The CSRD embeds the concept of double materiality, meaning companies must assess how their activities impact the environment and society (outside-in perspective) and how environmental changes affect their business operations (inside-out perspective). This dual focus underpins a company’s Climate Transition Plan, which acts as a summary for many of the other key decarbonisation-focused disclosure requirements in ESRS E1, the specific standard focused on climate change.

Core components of a climate transition plan

Climate Transition Plans (CTPs) will likely be the most important document that key stakeholders look at to judge how seriously companies are taking climate action. It will be easy to separate those well prepared from those papering over the cracks and planning for business as usual.

The CTP is in many regards a summary of key decarbonisation-related disclosure requirements from the rest of E1. Already from this point, it becomes quite complex: The plan brings together the foundational elements from the ‘Metrics and Targets’ section: E1-4 GHG targets (which in itself requires full knowledge of E1-6 scopes 1-3 emissions), together with a summary of Polices and Actions (E1-2 and E1-3).

The CTP then compliments this mix by including some more information about locked-in emissions as well as information about how the plan will be financed and integrated into overall business strategy and financial planning. The CTP is therefore not the starting point for companies taking climate action, but the finishing point so to say.

Now, let’s look at what is required before turning to the key challenges these requirements pose.

1. Targets
  • Companies must disclose how their GHG emission targets are compatible with limiting global warming to 1.5°C, in line with the Paris Agreement.

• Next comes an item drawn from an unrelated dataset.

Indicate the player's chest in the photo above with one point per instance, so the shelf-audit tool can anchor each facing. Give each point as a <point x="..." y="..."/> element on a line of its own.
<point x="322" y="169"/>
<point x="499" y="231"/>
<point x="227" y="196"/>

This includes explaining if the company is excluded from EU Paris-aligned benchmarks, which are key to demonstrating alignment with climate goals.
  • More detailed requirements for how targets should be set are found in E1-4, for example: Companies should have targets for 2030 and for every 5-year period after, up to 2050, ensuring traceability over time.
  • Setting targets clearly requires that companies also have conducted corporate carbon footprint with scopes 1-3. This is further detailed in E1-6.
  • Although not explicitly referenced, setting SBTi-approved targets is one way to ‘easily’ meet the criteria set out here. Companies not using the SBTi framework will have more of a burden demonstrating how the targets align with a 1.5-degree scenario.
2. Actions
  • The CTP must specify key decarbonisation levers, which could involve changes in products and services, shifts in operational processes and deeper engagement across the value chain.
  • Specific actions may include energy efficiency improvements, transitioning to renewable energy, and reducing emissions across scope 1, 2, and 3 categories (direct, indirect and value chain emissions).
  • It is essential to explain how these actions are being funded, particularly referencing Taxonomy-aligned CapEx (capital expenditures related to climate change activities). The EU Taxonomy sets clear criteria for which economic activities qualify as contributing to climate goals.
3. Potential Locked-in GHG Emissions
  • Companies need to assess the potential locked-in emissions from key assets and products. Locked-in emissions refer to future emissions that are unavoidable due to current investments in high-carbon infrastructure or products.
  • This step ensures that companies are not only focusing on short-term gains but also mitigating future climate risks linked to long-lived assets or carbon-intensive practices.
4. Taxonomy Regulation
  • The CTP is also where companies make specific reference to the EU Taxonomy, which defines criteria for activities contributing to climate mitigation or adaptation.
  • Where relevant, the CTP should explain objectives or plans for aligning CapEx and OpEx with the Taxonomy's climate criteria.
  • Companies must disclose whether they are investing in sectors like coal, oil, and gas, which are scrutinised for their high carbon emissions. Any significant expenditures in these sectors must be reported transparently.
5. Strategic Alignment
  • The CTP must be fully embedded in the company’s business strategy and financial planning. Companies need to show how the transition to low-carbon operations is central to their overall strategy, rather than a peripheral concern
  • The CTP should have explicit backing from top management, with key milestones for climate action clearly reflected in executive decision-making processes.
  • Companies should explain the progress in implementing the transition plan every year.
Ramboll biologists mapping biodiversity on site at the Solrødgård wastewater facility in Hillerød, Denmark. Facility designed by Henning Larsen architects
Key Challenges

It is important to be aware of and understand key implementation challenges for creating and implementing a Climate Transition Plan. The challenges of revisiting and adjusting targets, ensuring adequate investment, aligning decarbonisation actions with business strategy, transforming business models, and tackling value chain emissions are all interrelated and require a well-coordinated, cross-functional approach. Below are more detailed insights into each of the key challenges:

1. Revisiting targets

Many companies have set high-level targets (e.g., achieving net zero by 2030 or 2040) without fully assessing the feasibility of these goals. Overly ambitious targets can be problematic if the company lacks the necessary technologies, capital or organisational capacity to achieve them. On the other hand, some companies may have set targets that are too conservative, failing to meet the bar of being compatible with limiting global warming to 1.5°C in line with the Paris Agreement.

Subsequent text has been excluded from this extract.